Anne de Coursey Clapp, one of the first American woman historians of Asian art, passed away peacefully at her home in Cambridge, Mass., on Dec. 21, 2013, at the age of 85.
Anne’s first serious pursuit of her interest in theater arts started at Smith College. When this interest grew into a strong love, she went on to Yale University School of Drama and completed her M.F.A. in stage design in 1953. It remains a mystery why in 1960 after her marriage, Anne suddenly became a Ph.D. student of Max Leohr, the world-leading scholar of Chinese art at Harvard, from whom she learned the Noble Truths for art historians: that artistic forms can speak and style holds meaning.

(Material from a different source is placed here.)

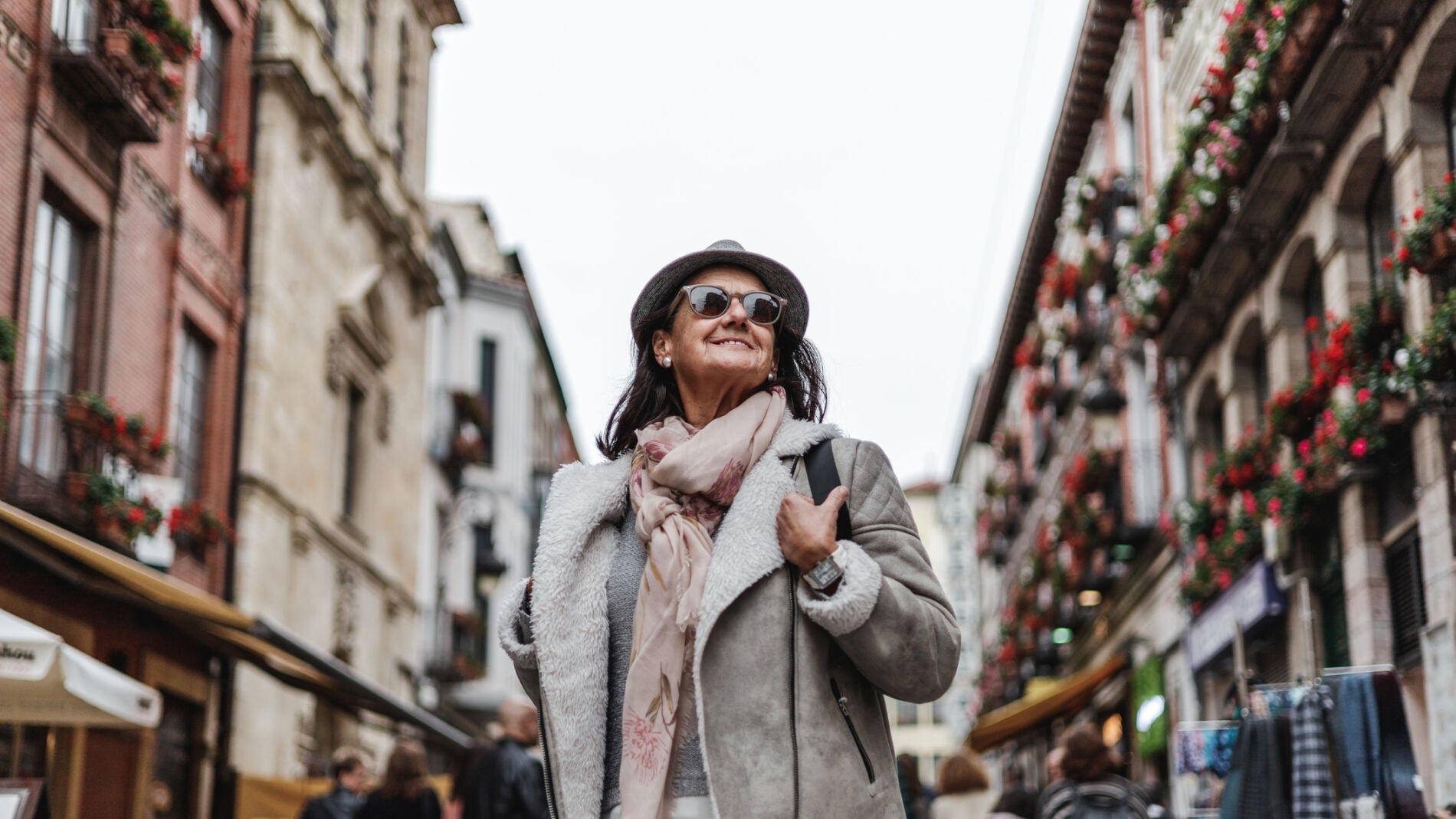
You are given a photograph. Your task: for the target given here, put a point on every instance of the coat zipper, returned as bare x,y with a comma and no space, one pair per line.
844,709
540,728
794,681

In 1966, Anne began teaching part time at Wellesley, and in 1971 on the completion of her dissertation she was appointed the College’s first tenure-track assistant professor of Asian art. She was tenured in 1976, was promoted to full professor in 1983, and retired in 1999. Anne single-handedly developed a curriculum consisting of Chinese art and archaeology, Chinese painting, Japanese art, Indian art and architecture, Buddhist art, and seminars on topics of Chinese painting. It is said that her classes were so rigorous and demanding that they were never “popular,” but those who studied with her always found her teaching inspiring and unforgettable. Anne served as chair of the art department in 1980–81 and again from 1982 to ’84. Her dedication and generosity helped the art library and Visual Resources build up possibly the best collection of Asian art books and slides at any liberal-arts college in the country.

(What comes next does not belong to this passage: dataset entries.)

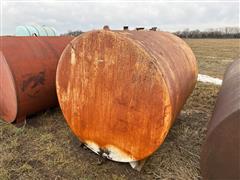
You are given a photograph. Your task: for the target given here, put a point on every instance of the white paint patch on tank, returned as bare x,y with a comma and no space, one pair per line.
110,152
209,79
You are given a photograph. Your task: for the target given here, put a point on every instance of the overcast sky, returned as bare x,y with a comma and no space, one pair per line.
69,15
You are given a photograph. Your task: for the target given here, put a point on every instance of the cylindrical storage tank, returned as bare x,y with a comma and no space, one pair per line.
220,157
28,70
121,91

As a scholar, Anne was internationally recognized for her two groundbreaking books on two master-painters of the Ming Dynasty (1368–1644): Wen Cheng-ming: the Ming Artist and Antiquity (1975) and The Landscape Art of T’ang Yin (1991). Also important is her third book, Commemorative Landscape Painting in China (2012), completed admirably in her octogenarian years based on her lectures given at Princeton University in 2007. Anne won two awards from the National Endowment for the Humanities (1974 and 1981) for her research. For critics and specialists, Anne was well known for her limpid style of writing with lyrical evocations. She was a member of the National Academy of Sciences Delegation to China in 1977, among the first American scholars to visit the country after Mao’s Cultural Revolution.

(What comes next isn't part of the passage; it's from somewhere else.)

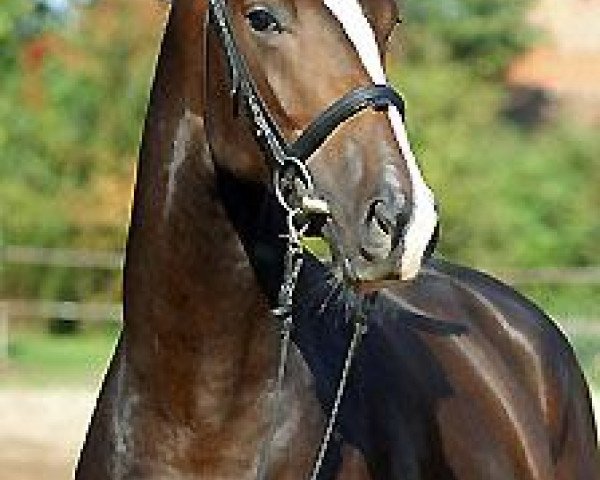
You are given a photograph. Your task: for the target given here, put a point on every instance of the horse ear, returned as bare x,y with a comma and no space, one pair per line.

I still remember well my first meeting with Anne during my campus interviews in March 1999. Without an appointment, I stopped by her office to say hello. The office was the simplest of any colleagues’ I have ever seen, with an austerity close to a Chan Buddhist meditation room. Her solemn appearance was soon betrayed by her warmhearted greetings. It was a privilege for me to become Anne’s successor, and I have benefited immensely from her legacy in the art department. Through the years, my wife, Ming, and I enjoyed Anne’s friendship and her (in her own words) “old-fashioned” wit and wisdom. Her honesty, her humanity and humility, her never-ceasing intellectual curiosity, and her love of Asian art and culture will continue to inspire all those who knew her.
To celebrate Anne’s life as teacher-scholar, I would like to cite a poem written on a commemorative landscape painting in 1064 by the then 90-year-old Chinese scholar-official-poet Zhang Wei, which was lovingly translated by Anne, from her 2012 book:
When the midwinter ice first breaks and the Tiao River clears,
I chant as I wander past misty villages, by distant towns.
On a sandbar the sun sets where wildfowl flock together,
From my pillow the west wind sounds like drums and horns.
A lone scull and a winter lantern follow me fishing through the night,
I seize the moment of timely rain to plow the spring fields.
Why say wealth is first among the Five Happinesses?
I have lived more than ninety years in perfect peace.
She was only five years short!
Heping Liu is an associate professor of art at Wellesley.